Deloitte considers our computer forensic expert witness services as more than a transactional or one-off experience. We strive to add value through continuing education, process improvement and risk mitigation. By building long-term relationships with our clients, we are able to understand their organization and IT infrastructure and can reduce time spent repeatedly reviewing the same information. Further, we seek fee arrangements that incentivize our efficiency, while maintaining the requisite independence required of an expert witness.
Effectively identifying and preserving data and documents to meet demands can be difficult. As such, responding efficiently, concisely and accurately to court dictated discovery or investigatory requests can raise risks. These risks can be addressed through defensible preservation methodologies and processes to help mitigate not only the risks, but also potentially reduce overall costs.

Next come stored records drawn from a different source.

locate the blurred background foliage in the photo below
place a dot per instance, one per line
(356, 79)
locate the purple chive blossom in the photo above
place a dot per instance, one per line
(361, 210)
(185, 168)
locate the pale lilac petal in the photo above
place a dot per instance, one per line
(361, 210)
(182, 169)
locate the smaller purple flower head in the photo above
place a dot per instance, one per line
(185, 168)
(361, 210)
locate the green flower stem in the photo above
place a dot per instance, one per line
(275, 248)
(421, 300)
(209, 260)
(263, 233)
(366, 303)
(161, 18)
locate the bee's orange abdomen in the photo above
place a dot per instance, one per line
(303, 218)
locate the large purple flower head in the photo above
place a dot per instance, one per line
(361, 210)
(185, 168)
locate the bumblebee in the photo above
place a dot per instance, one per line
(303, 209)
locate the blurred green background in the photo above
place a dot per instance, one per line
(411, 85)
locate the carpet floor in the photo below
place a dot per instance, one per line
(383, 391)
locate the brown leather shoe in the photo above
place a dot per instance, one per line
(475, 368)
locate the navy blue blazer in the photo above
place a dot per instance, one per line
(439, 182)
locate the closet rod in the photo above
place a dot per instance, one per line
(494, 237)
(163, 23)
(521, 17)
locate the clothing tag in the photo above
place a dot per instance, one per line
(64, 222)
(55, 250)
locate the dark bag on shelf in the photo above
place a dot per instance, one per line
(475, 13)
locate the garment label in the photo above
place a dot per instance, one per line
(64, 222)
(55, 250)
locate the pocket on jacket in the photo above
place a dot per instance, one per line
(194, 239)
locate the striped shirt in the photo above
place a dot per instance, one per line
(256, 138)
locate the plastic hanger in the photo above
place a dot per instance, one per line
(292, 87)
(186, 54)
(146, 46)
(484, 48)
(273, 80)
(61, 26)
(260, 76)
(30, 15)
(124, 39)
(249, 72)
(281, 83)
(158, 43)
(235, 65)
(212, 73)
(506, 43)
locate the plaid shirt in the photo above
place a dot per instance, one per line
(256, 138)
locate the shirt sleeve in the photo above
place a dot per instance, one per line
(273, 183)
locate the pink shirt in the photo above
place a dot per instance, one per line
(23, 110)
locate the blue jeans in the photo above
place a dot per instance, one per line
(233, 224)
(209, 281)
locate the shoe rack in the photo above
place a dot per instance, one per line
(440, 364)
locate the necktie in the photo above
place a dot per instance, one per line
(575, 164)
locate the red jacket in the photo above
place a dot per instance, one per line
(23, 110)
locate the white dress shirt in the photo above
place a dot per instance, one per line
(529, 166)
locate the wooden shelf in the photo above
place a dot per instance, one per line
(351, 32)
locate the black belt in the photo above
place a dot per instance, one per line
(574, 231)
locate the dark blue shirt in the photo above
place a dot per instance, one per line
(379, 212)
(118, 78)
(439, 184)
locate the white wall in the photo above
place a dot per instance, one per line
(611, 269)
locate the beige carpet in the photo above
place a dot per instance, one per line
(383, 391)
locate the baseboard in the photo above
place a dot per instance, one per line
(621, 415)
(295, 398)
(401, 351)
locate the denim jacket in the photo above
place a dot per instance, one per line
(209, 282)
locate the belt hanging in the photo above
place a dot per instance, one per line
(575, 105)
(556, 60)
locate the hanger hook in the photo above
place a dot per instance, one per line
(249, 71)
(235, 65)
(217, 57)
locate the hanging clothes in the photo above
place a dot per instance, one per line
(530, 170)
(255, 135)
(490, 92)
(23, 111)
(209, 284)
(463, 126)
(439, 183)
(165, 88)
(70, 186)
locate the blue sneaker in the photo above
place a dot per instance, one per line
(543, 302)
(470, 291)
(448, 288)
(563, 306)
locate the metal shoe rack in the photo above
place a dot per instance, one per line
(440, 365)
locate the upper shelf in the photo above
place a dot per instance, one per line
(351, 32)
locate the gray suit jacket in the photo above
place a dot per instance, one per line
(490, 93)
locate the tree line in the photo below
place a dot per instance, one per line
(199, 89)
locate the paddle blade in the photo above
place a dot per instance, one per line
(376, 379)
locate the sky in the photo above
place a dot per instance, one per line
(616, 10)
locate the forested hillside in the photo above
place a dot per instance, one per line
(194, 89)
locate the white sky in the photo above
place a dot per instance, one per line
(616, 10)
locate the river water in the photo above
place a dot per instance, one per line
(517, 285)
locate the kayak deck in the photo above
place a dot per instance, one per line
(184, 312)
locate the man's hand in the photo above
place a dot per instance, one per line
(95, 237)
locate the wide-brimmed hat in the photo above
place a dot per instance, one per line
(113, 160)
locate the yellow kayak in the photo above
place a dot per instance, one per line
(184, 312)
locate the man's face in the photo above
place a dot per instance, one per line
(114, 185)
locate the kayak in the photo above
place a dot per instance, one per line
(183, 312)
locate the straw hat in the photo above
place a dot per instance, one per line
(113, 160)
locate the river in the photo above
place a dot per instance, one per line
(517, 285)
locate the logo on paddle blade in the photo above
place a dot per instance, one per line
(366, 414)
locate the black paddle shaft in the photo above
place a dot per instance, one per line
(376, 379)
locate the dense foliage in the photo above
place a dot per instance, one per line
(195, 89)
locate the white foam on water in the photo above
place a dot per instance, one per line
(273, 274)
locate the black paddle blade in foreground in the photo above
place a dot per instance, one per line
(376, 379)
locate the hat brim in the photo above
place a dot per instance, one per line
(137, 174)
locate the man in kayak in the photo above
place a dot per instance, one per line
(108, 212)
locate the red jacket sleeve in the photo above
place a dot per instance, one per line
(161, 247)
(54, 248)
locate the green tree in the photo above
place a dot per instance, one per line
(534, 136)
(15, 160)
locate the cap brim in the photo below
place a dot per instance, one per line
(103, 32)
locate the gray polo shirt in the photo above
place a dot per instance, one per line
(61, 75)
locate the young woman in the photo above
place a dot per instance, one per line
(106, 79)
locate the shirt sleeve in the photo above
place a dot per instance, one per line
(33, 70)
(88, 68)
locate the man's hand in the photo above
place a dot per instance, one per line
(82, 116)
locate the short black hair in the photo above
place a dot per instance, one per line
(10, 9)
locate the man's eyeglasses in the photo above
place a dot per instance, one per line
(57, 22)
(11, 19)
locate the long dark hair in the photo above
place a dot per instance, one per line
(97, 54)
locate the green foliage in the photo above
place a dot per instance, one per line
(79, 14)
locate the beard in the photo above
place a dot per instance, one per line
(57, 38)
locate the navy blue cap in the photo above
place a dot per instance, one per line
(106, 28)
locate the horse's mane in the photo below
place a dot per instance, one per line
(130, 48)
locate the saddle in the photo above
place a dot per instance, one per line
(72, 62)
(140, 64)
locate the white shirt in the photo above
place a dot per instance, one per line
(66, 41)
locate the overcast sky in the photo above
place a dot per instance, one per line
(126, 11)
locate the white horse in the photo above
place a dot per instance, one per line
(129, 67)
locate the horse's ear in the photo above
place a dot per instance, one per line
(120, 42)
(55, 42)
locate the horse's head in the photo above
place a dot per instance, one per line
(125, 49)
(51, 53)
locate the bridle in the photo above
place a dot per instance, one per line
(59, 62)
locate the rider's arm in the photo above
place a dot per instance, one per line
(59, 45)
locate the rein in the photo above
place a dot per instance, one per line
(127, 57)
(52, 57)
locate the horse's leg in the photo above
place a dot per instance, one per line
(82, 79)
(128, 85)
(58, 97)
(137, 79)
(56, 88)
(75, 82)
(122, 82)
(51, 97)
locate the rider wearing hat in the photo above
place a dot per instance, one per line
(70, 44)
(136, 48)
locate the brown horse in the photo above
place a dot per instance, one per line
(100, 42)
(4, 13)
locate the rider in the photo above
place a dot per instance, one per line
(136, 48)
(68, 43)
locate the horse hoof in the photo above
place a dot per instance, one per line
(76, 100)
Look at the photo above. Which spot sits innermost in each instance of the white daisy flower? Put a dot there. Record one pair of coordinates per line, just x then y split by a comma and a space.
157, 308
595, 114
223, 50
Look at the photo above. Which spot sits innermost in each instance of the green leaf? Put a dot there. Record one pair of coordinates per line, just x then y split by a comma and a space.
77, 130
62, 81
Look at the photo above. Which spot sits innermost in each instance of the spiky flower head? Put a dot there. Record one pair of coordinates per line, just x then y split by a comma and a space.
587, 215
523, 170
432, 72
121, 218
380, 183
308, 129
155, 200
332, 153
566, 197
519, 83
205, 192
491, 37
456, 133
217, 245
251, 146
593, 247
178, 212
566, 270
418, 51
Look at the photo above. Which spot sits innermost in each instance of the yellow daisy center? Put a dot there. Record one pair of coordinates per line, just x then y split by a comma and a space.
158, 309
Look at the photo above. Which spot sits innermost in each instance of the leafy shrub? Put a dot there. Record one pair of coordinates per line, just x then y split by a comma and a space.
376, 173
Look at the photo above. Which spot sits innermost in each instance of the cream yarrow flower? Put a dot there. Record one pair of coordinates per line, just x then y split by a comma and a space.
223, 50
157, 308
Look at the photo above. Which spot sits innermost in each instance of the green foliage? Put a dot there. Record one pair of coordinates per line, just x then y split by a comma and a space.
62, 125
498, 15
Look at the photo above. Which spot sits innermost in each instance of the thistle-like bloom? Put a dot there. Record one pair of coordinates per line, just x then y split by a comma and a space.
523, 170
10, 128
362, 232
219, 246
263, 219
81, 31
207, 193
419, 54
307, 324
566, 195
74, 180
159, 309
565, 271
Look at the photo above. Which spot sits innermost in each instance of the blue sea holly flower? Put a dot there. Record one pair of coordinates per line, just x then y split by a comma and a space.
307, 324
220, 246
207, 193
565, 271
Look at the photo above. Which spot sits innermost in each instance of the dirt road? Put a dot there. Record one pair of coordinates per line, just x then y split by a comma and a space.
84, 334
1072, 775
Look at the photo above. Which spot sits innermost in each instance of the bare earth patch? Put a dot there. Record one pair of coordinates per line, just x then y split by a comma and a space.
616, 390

Deloitte offers data collection services across a wide range of data sources and devices. Our teams use industry standard forensic software and hardware to improve drive acquisition speed, and multiple options for write blocking to help maintain the integrity of each collection. Our professionals follow industry standard chain of custody (CoC) guidelines. The collection methodologies and CoC documentation are designed to meet requirements for court acceptance.
Our experience with data collection ranges from matters involving tens of thousands of data sources down to matters involving the collection of one data source. The data collection processes used by Deloitte can be scaled to the needs of the matter.
In addition, Deloitte is able to assist organizations with the development of a forensics collection work flow, collections auditing and staff augmentation needs as it relates to collections. Assisted self-collection using preconfigured devices (to collect certain folders, files types, etc.) and other remote collection services are also available as needed.
Some tools we use include:
- Hard drive and loose media acquisitions
- Network acquisitions
- Mobile device acquisitions
- Archived media collections (Backup Tape)
- Cloud based repositories (i.e. Gmail, Facebook, Office 365, etc.)
The Deloitte difference
- Forensic specialists. Our diverse teams bring specialized technical and business knowledge. We have witnesses that have testified in court, arbitration, regulatory, and other proceedings globally. Our experienced teams of specialists have extensive technical and investigative knowledge and we have a global network of over 200 computer forensic examiners in 35 countries to assist with investigations. We bring value to our clients across numerous technical areas including cyber incident response, mobile device discovery and examinations, expert witness services and forensic investigations.
- Industry-focused. Deloitte leverages in-depth knowledge of industry sectors based on years of experience working closely with our clients.
- Global reach. We are able to draw from the experience of 200,000 professionals within the network of the Deloitte Touche Tohmatsu Limited member firms and their affiliates. This access enables us to address a wide range of cross-border issues impacting people, process and technology.